The US Securities and Exchange Commission (SEC) sent warning letters to several exchange-traded fund (ETF) providers, halting applications for leveraged ETFs that offer more than 200% exposure to the underlying asset.

ETF issuers Direxion, ProShares, and Tidal received letters from the SEC citing legal provisions under the Investment Company Act of 1940.

The law caps exposure of investment funds at 200% of their value-at-risk, defined by a “reference portfolio” of unleveraged, underlying assets or benchmark indexes. The SEC said:

“The fund’s designated reference portfolio provides the unleveraged baseline against which to compare the fund’s leveraged portfolio for purposes of identifying the fund’s leverage risk under the rule.”

SEC, Ethereum ETF, Bitcoin ETF, ETF
SEC warning letter sent to Direxion.

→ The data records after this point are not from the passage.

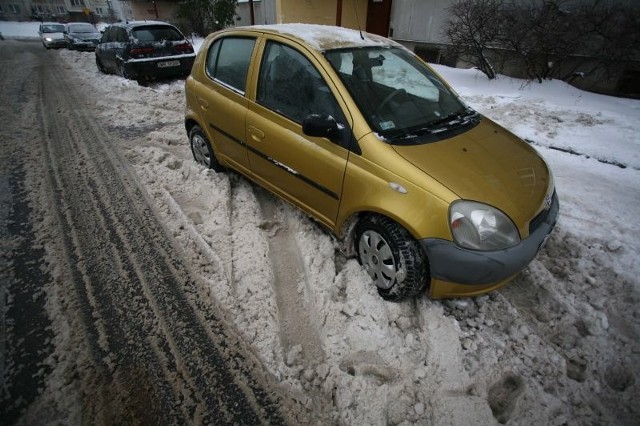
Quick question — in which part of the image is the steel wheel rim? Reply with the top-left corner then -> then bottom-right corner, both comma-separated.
191,133 -> 211,167
358,230 -> 397,290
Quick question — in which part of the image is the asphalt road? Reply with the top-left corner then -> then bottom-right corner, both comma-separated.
0,40 -> 302,425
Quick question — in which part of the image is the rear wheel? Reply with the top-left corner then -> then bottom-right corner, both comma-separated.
355,215 -> 428,302
95,56 -> 107,74
189,125 -> 224,172
117,61 -> 131,80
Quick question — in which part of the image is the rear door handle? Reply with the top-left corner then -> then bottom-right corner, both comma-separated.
197,97 -> 209,110
248,125 -> 265,142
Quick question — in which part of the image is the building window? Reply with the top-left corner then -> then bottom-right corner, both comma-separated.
57,5 -> 66,13
94,7 -> 103,15
34,5 -> 49,13
70,0 -> 83,7
9,4 -> 20,13
0,4 -> 4,14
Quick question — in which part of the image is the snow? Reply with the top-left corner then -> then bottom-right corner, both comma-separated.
3,21 -> 640,425
250,23 -> 396,51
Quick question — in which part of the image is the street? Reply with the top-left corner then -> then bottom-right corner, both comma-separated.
0,40 -> 302,424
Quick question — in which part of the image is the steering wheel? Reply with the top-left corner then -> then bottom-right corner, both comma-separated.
376,88 -> 406,117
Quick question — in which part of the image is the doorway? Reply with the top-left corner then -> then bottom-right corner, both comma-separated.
366,0 -> 392,37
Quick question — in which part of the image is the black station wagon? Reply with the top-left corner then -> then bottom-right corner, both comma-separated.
95,21 -> 196,81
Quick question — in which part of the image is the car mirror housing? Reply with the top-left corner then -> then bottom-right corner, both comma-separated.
302,114 -> 341,142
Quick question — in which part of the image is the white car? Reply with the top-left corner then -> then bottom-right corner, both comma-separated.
39,22 -> 66,49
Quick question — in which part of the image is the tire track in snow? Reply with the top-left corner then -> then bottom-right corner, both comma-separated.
252,189 -> 325,365
24,44 -> 297,424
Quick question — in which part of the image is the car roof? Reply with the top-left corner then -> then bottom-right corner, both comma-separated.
66,22 -> 97,28
109,20 -> 177,29
226,24 -> 398,52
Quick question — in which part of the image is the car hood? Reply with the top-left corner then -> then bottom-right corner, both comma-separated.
391,117 -> 551,226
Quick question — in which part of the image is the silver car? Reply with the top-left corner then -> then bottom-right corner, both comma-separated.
39,22 -> 66,49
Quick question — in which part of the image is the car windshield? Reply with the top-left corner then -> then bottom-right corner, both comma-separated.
132,26 -> 184,42
68,24 -> 97,33
43,24 -> 65,33
325,47 -> 475,142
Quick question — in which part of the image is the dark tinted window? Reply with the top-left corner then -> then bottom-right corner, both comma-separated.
206,37 -> 256,94
132,26 -> 183,42
116,28 -> 128,42
100,27 -> 113,42
257,42 -> 344,125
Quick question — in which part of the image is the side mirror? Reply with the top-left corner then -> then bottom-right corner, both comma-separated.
302,114 -> 341,142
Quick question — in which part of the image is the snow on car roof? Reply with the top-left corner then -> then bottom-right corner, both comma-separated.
248,23 -> 398,51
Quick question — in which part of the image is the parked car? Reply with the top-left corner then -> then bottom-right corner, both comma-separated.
38,22 -> 66,49
185,24 -> 559,301
95,21 -> 195,81
64,22 -> 101,51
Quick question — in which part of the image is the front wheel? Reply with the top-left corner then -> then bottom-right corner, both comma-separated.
355,215 -> 428,302
189,125 -> 224,172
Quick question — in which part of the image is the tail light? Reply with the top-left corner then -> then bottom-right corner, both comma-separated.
130,46 -> 155,57
175,43 -> 194,53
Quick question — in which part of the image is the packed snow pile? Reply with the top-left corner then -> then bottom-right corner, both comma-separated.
33,43 -> 640,425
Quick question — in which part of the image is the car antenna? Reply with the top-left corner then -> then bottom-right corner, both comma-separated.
353,0 -> 364,40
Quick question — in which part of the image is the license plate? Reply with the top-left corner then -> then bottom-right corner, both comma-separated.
157,60 -> 180,68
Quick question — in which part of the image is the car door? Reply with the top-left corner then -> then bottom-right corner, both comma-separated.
246,39 -> 352,228
196,36 -> 257,174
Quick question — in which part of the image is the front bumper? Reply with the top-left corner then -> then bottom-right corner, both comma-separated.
421,192 -> 559,298
122,54 -> 196,80
68,39 -> 99,50
44,38 -> 66,48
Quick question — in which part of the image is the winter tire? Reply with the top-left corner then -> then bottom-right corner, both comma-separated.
117,61 -> 131,80
96,56 -> 107,74
189,125 -> 224,172
355,215 -> 428,302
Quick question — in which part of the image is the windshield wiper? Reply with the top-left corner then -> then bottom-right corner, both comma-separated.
413,108 -> 478,135
379,108 -> 479,142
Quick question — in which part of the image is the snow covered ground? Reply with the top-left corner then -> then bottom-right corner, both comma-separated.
2,21 -> 639,425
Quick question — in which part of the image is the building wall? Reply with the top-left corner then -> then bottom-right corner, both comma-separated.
235,0 -> 367,30
389,0 -> 454,43
235,0 -> 277,26
128,0 -> 176,22
0,0 -> 118,22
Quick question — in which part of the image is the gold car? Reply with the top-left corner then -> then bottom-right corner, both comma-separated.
184,24 -> 559,301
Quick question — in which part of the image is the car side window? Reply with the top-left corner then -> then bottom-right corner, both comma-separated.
257,41 -> 345,127
101,27 -> 112,42
116,28 -> 128,43
205,37 -> 256,94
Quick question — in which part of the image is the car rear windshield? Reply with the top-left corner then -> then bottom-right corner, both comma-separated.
325,47 -> 474,143
132,26 -> 184,42
68,23 -> 97,33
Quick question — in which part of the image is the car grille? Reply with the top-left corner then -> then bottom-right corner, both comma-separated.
529,191 -> 556,235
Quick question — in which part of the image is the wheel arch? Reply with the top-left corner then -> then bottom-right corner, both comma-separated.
338,209 -> 431,260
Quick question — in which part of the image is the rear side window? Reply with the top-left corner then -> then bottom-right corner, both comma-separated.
132,26 -> 183,42
116,28 -> 128,43
205,37 -> 256,94
101,27 -> 113,42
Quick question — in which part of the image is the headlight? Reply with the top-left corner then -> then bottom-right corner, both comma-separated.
449,200 -> 520,250
45,37 -> 53,42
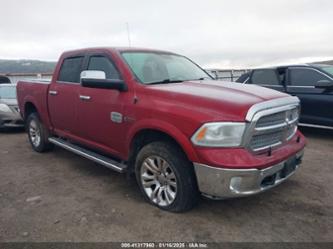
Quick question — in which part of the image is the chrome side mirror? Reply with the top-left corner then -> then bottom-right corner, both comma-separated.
80,70 -> 127,91
80,70 -> 106,82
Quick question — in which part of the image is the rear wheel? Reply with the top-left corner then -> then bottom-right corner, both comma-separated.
27,113 -> 53,152
135,141 -> 199,212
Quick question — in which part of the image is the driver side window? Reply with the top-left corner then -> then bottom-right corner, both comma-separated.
87,56 -> 121,80
289,68 -> 330,86
250,69 -> 280,85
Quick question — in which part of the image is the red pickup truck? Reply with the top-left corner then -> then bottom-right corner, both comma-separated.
17,47 -> 305,212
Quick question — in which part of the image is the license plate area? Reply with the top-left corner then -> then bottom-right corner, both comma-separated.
280,157 -> 297,178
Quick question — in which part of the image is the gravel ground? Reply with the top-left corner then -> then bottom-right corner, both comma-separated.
0,127 -> 332,242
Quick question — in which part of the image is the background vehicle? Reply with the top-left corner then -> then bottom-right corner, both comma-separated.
17,47 -> 305,212
236,64 -> 333,129
0,76 -> 11,84
0,84 -> 24,129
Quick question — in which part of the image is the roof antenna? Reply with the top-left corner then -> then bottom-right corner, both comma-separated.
126,22 -> 137,104
126,22 -> 131,48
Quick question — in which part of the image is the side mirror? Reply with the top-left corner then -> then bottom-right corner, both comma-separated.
80,70 -> 106,80
80,70 -> 127,91
315,80 -> 333,89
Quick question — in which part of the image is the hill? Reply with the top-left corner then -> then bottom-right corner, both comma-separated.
0,58 -> 332,75
0,59 -> 56,74
313,60 -> 333,65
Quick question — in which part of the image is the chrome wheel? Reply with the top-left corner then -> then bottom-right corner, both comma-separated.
140,156 -> 177,207
29,119 -> 41,147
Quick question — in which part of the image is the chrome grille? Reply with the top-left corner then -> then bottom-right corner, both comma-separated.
250,130 -> 284,149
248,107 -> 299,152
256,112 -> 286,128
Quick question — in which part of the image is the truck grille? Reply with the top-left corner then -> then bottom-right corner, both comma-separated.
256,112 -> 286,128
249,108 -> 299,152
250,130 -> 284,150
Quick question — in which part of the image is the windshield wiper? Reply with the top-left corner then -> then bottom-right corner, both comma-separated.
190,77 -> 212,81
147,79 -> 184,85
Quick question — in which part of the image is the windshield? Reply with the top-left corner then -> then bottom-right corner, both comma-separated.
0,86 -> 16,99
317,65 -> 333,76
121,52 -> 212,84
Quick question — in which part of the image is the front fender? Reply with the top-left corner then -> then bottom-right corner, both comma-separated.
126,118 -> 199,162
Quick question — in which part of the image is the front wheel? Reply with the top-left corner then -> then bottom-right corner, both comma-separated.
26,113 -> 53,152
135,141 -> 199,212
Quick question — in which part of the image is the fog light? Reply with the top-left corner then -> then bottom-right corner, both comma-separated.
230,177 -> 243,192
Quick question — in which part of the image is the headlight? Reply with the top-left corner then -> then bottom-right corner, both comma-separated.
191,122 -> 246,147
0,103 -> 12,113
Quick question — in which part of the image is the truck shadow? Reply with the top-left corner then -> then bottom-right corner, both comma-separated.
52,146 -> 123,177
49,142 -> 319,218
0,127 -> 25,134
49,145 -> 327,233
194,178 -> 311,215
52,146 -> 143,197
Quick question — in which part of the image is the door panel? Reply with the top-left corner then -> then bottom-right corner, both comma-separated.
76,54 -> 130,157
286,87 -> 333,126
48,83 -> 80,135
260,84 -> 285,92
77,87 -> 130,156
48,56 -> 84,136
286,68 -> 333,126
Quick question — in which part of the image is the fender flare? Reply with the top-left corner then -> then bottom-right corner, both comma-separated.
126,119 -> 199,162
22,96 -> 51,128
22,95 -> 39,118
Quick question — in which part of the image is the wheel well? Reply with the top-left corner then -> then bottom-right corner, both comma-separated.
24,102 -> 37,121
127,129 -> 189,173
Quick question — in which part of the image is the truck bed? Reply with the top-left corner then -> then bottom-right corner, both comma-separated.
16,80 -> 51,127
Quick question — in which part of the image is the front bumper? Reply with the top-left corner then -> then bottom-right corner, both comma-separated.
0,113 -> 24,128
194,149 -> 304,199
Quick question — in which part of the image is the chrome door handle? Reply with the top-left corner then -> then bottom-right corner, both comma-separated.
79,95 -> 91,100
49,90 -> 58,96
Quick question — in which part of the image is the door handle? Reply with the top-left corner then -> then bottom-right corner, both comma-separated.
79,95 -> 91,101
49,90 -> 58,96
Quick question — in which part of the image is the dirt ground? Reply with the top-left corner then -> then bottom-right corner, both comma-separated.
0,127 -> 332,242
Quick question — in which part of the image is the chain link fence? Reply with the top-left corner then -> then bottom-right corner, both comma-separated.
205,69 -> 249,82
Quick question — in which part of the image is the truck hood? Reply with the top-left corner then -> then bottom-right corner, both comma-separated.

Source: SEC

The SEC directed issuers to reduce the amount of leverage in accordance with the existing regulations before the applications would be considered, putting a damper on 3-5x crypto leveraged ETFs in the US.

SEC regulators posted the warning letters the same day they were sent to the issuer, in an “unusually speedy move” that signals officials are keen on communicating their concerns about leveraged products to the investing public, according to Bloomberg.

The crypto market took a nosedive in October after a flash crash caused $20 billion in leveraged liquidations, the most severe single-day liquidation event in crypto history, sparking discussions among analysts and investors over the dangers of leverage and its effect on the crypto market.